Legg Mason president supports gas tax increase He calls recovery 'somewhat fragile'

February 05, 1993|By Adam Sachs | Adam Sachs,Staff Writer

The president of one of Maryland's leading brokerage firms told the Howard County Chamber of Commerce yesterday that he supports increasing the gasoline tax as a prime measure to reduce the federal deficit.

"It's the simplest, easiest thing to do, and there's no administration," Raymond "Chip" Mason, president and chief executive officer of Legg Mason Inc., said at the Columbia Inn. "It has negative political overtones, but you can take care of that on the income tax side."

Mr. Mason offered his views on the nation's economy, the $400 billion budget deficit, the recession, the decline in bank lending activity, and economic development in Maryland at a chamber meeting attended by about 125 members.

Mr. Mason, who founded Mason and Co. in 1962 and merged it with Legg and Co. in 1970, also said he favors easing regulations on banks so that small businesses can qualify for loans.

"Loan officers are petrified," he said. "They're not making loans for anything. I'd look at restrictions for banks and yank bank examiners back 25 yards."

He supports "incentives" to boost the economy, such as job creation and work-study programs discussed by the Clinton administration. He said he would refrain from making forecasts about the economy for at least 30 to 60 days because of the unpredictability of the new administration.

Legg Mason, which provides securities brokerage, investment advisory, corporate and public finance, and commercial mortgage banking services, has 81 offices nationwide.

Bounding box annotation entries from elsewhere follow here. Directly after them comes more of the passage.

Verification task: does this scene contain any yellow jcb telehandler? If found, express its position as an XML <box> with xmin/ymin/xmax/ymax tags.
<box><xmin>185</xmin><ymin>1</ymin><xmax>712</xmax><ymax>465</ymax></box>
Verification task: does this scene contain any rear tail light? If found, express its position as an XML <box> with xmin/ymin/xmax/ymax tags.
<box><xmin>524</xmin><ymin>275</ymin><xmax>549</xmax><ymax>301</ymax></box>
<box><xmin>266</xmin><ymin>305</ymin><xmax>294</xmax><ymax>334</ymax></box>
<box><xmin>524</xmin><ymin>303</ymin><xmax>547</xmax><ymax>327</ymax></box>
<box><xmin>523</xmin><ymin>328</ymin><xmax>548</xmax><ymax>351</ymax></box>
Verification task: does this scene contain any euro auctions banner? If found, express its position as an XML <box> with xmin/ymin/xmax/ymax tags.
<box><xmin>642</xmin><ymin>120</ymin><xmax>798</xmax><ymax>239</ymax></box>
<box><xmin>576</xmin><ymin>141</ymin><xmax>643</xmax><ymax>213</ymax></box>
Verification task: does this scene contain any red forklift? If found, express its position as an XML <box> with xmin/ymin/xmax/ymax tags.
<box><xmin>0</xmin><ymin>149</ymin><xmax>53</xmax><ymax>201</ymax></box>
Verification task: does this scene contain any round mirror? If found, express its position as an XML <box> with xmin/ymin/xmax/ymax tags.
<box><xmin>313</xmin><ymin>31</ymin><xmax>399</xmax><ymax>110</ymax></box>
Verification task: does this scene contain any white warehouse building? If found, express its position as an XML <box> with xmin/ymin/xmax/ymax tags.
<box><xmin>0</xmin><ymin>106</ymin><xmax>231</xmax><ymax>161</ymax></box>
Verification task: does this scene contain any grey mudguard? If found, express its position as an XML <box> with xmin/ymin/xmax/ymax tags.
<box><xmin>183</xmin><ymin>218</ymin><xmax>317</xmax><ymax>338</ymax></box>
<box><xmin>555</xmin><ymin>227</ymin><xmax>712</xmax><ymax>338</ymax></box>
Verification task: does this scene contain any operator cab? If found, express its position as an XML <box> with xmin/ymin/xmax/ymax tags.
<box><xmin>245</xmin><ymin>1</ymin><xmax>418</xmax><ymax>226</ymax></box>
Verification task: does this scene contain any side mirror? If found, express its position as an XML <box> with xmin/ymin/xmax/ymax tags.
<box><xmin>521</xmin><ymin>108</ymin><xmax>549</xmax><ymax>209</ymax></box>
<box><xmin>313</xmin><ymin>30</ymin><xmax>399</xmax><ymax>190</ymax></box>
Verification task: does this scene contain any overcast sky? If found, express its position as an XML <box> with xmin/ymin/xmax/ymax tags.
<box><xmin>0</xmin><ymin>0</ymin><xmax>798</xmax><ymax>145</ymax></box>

Mr. Mason said he believes that the nation is experiencing a "somewhat fragile" economic recovery. A gradual return to prosperity would benefit many who "paid an immense price" during the recession.

If the economy is "pumped up" too rapidly, he said, inflation could occur and trigger an increase in interest rates.

An expanding deficit could drive up inflation and interest rates, stifling investment, he said.

"We can live with our deficit, but it can't get any worse," he said. "If it continues to grow, it's a bomb on our hands."

Mr. Mason said Maryland is seen widely as a "consumerist" state with high taxes and laws favoring consumers over industry.

"You get a reaction that it's hostile to business," he said. "We need to turn that around, for the good of Maryland and to create jobs."